Bupropion is a weak norepinephrine and dopamine re-uptake inhibitor. besides for treating depression it is also effective in reducing nicotine cravings and withdrawal symptoms

Mirtazapine is an alpha- 2 receptor antagonist so by blocking presynaptic alpha-2 receptors, Mirtazapine increases noradrenergic and serotonergic neurotransmitters.

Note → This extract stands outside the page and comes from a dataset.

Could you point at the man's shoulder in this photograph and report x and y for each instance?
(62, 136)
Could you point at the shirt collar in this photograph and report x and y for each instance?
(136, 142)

Mirtazapine is thought to have post synaptic serotonin receptor blocking activity as well as antihistamine activity which explains the sedating effects.

Trazodone and Nefazadone- their therapeutic effects is thought to be by their ability to to inhibit re-uptake of serotonin as well as block post-synaptic serotonin receptors of subtype 2a which are the bad serotonin receptors. activation of theses serotonin subtype 2a receptors is thought to contribute to depression. theses agents antagonise histamine H1 and adrenergic alpha-1 receptors which may account for their sedative effects

Vilazadone is a serotonin partial agonist re-uptake inhibitor meaning it partially stimulates serotonin receptors and it inhibits the re-uptake of serotonin

Vortioxetine-MoA is unclear but it is believed to be related to its ability to inhibit serotonin re-uptake as well as activate and block different subtypes of serotonin receptors involved in mood regulation

Answer 150

A

a mood stabilising drug- initially for depression but currently used for treating bipolar disorder. has a very narrow therapeutic window index meaning any changes in its dose can lead to toxicity.
MoA is unknown as a mood stabiliser but one hypothesis states that lithium inhibits the recycling of neuronal membrane inositol lipids
in inositol lipids pathway, G-proteins coupled receptors such as serotonin receptors activate phospholipase-C which cleaves PIP-2 to the signalling molecule DAG and IP3
IP3s action is terminated by conversion to IP2. At this point the enzyme inositol phosphatase comes around and dephosphrorylates IP2 to IP1
another inositol phosphatase dephosphrorylates IP1 to free inositol which is necessary for the regeneration of PIP.
lithium inhibits both inositol phosphatase enzyme and decreases cellular response to neurotransmitters that are linked to 2nd messenger systems.
lithium also inhibits GSK3 mimicking the Wnt protein signalling pathway. the WnT protein which are secreted glycoproteins acting as signalling molecule.
when they bind to receptors, they induce certain reactions which ultimately results in the inhibition of GSK3 which regulates processes such as axon remodelling, synapse formation
the abnormal activation of GSK3 seems to be associated with disorders such as bipolar disorder.
because lithium inhibits GSK3 directly and non-directly it is likely that this particular mechanism contributes to its therapeutic effect.